強引な御曹司社長は色気のない女刑事にご執心!
 思わずじっと彼を見てしまう。
 端正な横顔だった。眉はきりっとしていて鼻が高く、頬の輪郭はシャープだ。鼻から口元にかけてのEラインもすっきり整っている。
 彼が微笑して振り向いた。

「俺の顔になにか?」
「なんでもないです」
 言って、うつむく。

 店を出て車の前に行くと、彼はドアを開けて咲弥を乗せてくれた。
 女性扱いに慣れていないから、咲弥はただドキドキした。

 きっと、いつもこうやって女を口説くのね。
 咲弥は冷静になろうと思考を巡らす。
 だが、手を差し伸べて微笑する彼がなんども頭に浮かび、顔が熱くなる一方だった。



 レセプション会場に着くとまだ開場前で、係員が準備に駆けまわっていた。
 県警本部からも何人かの警護が出ていて、咲弥は緊張しながら挨拶した。
 衣裳を怒られたらどうしようかと思っていたが、悠雅が隣にいるせいか、咎められなかった。むしろ、今日は頼むぞ、と肩を叩かれた。

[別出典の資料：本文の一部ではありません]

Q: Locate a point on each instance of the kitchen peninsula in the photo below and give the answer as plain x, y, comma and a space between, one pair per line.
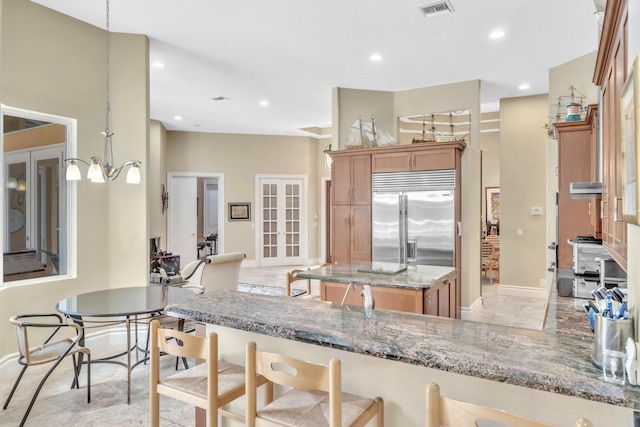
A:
424, 289
547, 375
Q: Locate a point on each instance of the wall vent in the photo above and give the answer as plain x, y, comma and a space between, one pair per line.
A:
436, 8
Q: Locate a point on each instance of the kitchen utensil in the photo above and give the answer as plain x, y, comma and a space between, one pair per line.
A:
610, 334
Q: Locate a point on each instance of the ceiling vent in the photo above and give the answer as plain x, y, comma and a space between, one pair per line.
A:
220, 98
436, 8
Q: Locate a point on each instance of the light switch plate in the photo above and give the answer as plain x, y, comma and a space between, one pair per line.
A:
536, 211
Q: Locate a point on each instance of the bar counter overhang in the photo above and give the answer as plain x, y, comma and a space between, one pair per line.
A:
546, 375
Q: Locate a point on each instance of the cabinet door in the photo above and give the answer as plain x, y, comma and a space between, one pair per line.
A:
341, 236
361, 233
361, 179
444, 299
434, 160
431, 301
391, 162
341, 180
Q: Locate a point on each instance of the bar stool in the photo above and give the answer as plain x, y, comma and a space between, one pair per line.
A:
447, 412
209, 385
314, 387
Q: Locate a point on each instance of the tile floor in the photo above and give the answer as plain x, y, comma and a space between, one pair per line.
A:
57, 405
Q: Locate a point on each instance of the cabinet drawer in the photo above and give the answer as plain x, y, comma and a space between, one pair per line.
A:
434, 160
408, 300
391, 162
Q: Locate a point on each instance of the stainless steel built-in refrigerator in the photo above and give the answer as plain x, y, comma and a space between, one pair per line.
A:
414, 217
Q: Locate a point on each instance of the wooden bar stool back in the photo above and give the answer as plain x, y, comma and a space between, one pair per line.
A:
314, 387
209, 385
447, 412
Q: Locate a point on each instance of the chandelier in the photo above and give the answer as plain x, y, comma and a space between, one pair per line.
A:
101, 170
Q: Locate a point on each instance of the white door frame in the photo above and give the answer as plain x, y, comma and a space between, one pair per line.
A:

 悠雅が最終確認のためにホテルの支配人と話をするのを、なんとなく横で聞いていた。
 事前に爆発物のチェックが行われ、従業員のボディチェックも行われたという。

「あれ? もしかして、お嬢?」
 懐かしい声がした。
 そちらを見ると、懐かしい人が笑顔で立っていた。

「泰輔さん!?」
 咲弥は驚いた。
「見違えたよ、すごくキレイだ」
 泰輔が優しく微笑する。

「そ、そんなこと」
 咲弥は照れてうつむいた。
「知り合いか?」
「昔の知り合い」
 悠雅の問いに、泰輔が答える。

 彼女より四歳上の来富泰輔(ことみたいすけ)は、今は解散した来富組の組長の息子だ。
 解散直前、組長が刑事だった咲弥の父になんどか相談に来ていた。そのときに彼も連れられてきていたので、咲弥は彼を知っていた。

 彼はまだ小さい咲弥をお嬢と呼び、大人たちが難しい話をしている間、一緒に遊んでくれた。
 咲弥が警察官を目指すと知ったとき、彼は消えた。会うのは久しぶりだった。